Click below to see it working, you might have to wait a few moments for it to down load. It is also a very good hotel to stay at too.
http://www.sysonby.com/beecam
Gavin at Sysonby Knoll Hotel also keeps about 10 hives near by and his local honey is for sale at The Hotel and also at “Ye Olde Pork Pie Shoppe”
at Melton Mowbary Town centre.

What to look for

The Queen Bee
She is the mother to all of the bees in the hive, her job is to lay eggs. She is slightly larger than the worker bees as she has a longer abdomen and legs. She can normally be seen with an escort of about 15 bees encircling her. You might see her inspecting the cells and then placing her abdomen inside as she lays her egg. I have marked her with paint to make her easier to spot and the colour to tell us what year she was born. The queen can live much longer than the worker bees, about three years or longer, but her egg laying reduces after a year or two so a good colony will supercede her before she starts to fail as a good layer.
The queen bee is produced from the same eggs as the worker bee but has a much larger cell to develop in and is fed with plenty of bee milk (Also called Royal Jelly).

Eggs

The tiny eggs can be seen at the bottom of the cell. They hatch out after three days and then turn in to larvae

Larvae

The white and shiny larvae are fed by the nurse bees with a tiny amount of royal jelly (bee milk) and then pollen.

Sealed brood

These can be seen towards the centre of the hive where it is the warmest, they contain the pupae that hatch out 21 days from being an egg

Pollen

This can be seen on the legs of the foraging bees returning to the hive, they then rub the pollen off their legs and push it in to the cells more to the outside of the frame. This is stored ready to feed to the developing larvae

Worker bees

All worker bees are female and they are produced from the queen bees fertilised eggs.
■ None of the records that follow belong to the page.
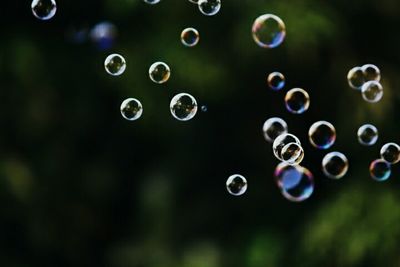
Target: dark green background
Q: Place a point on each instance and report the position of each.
(80, 186)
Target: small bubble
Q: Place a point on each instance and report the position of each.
(236, 185)
(335, 165)
(115, 64)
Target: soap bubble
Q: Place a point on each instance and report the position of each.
(183, 107)
(44, 9)
(190, 37)
(159, 72)
(335, 165)
(276, 81)
(367, 135)
(236, 185)
(131, 109)
(297, 101)
(209, 7)
(295, 182)
(372, 91)
(390, 152)
(281, 141)
(322, 134)
(273, 127)
(380, 170)
(115, 64)
(268, 31)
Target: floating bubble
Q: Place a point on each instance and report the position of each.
(335, 165)
(390, 152)
(190, 37)
(322, 134)
(380, 170)
(297, 101)
(183, 107)
(281, 141)
(131, 109)
(268, 31)
(44, 9)
(273, 127)
(159, 72)
(276, 81)
(372, 91)
(209, 7)
(236, 185)
(115, 64)
(295, 182)
(367, 135)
Their tasks are set out from the moment they are born to the day that they die. In their short life (about six weeks in the summer) their duties start off as : Cell cleaning, brood incubation, feeding larvae, grooming and feeding the queen bee, hive cleaning, comb building, honey ripening, guard duties, air conditioning and after about three weeks they then become foraging bees. Bees are 100% vegetarian/vegan and only collect four things, water, nectar, pollen and propolis. When a worker bee has found a source of food she tells the other foraging bees by doing the “bee dance”. This lets the other bees know how to get to the same location.

Drones

These are the male bees and are developed in the hive from early spring to late summer. They are produced from the queen bees unfertilised eggs. Their cells are larger than than worker bees cells.
Their sole task is to mate with new virgin queens. They fly in to “drone assembly areas” where there is a warm thermal of air, they search for a virgin queen to mate with, after they have mated they die.

Honey

This can be seen around the top corners of the frames. It is the food of the honey bee. When it has been ripened it is capped over with beeswax.
It started as nectar and then became honey.

Feeder

This is located at the left hand side of the base. This can be fIlled with sugar syrup to ensure that the bees have sufficient foodstores and helps toreduce the queen bees egg laying rate to help reduce over crowding, in thr observation hive. This feeder is the floating type, the bees walk onto the raft and suck the syrup through the small holes

Entrance

This is the access to and from the hive where the bees are free to go out side foraging and go on cleansing flights. The square tube is usually decorated with leaves, twigs, or flowers to enable the bees to recognise their new entrance as soon possible on the side of the marquee. The bees soon get used to their new location by flying around the entrance area outside and re adjusting their bearings taking in the land marks such as the sun, trees, buildings and the hole they have flown out from.

Double glazed and centrally heated

This helps the bees to maintain the correct temperature, to cold and the brood can die, to hot and the combs can collapse. We also fit  a heater inside the black plastic tube if we are to over winter the bees in the observation hive, a 12v heater is connected to a car battery if it is too cold. This prevents the brood from chilling.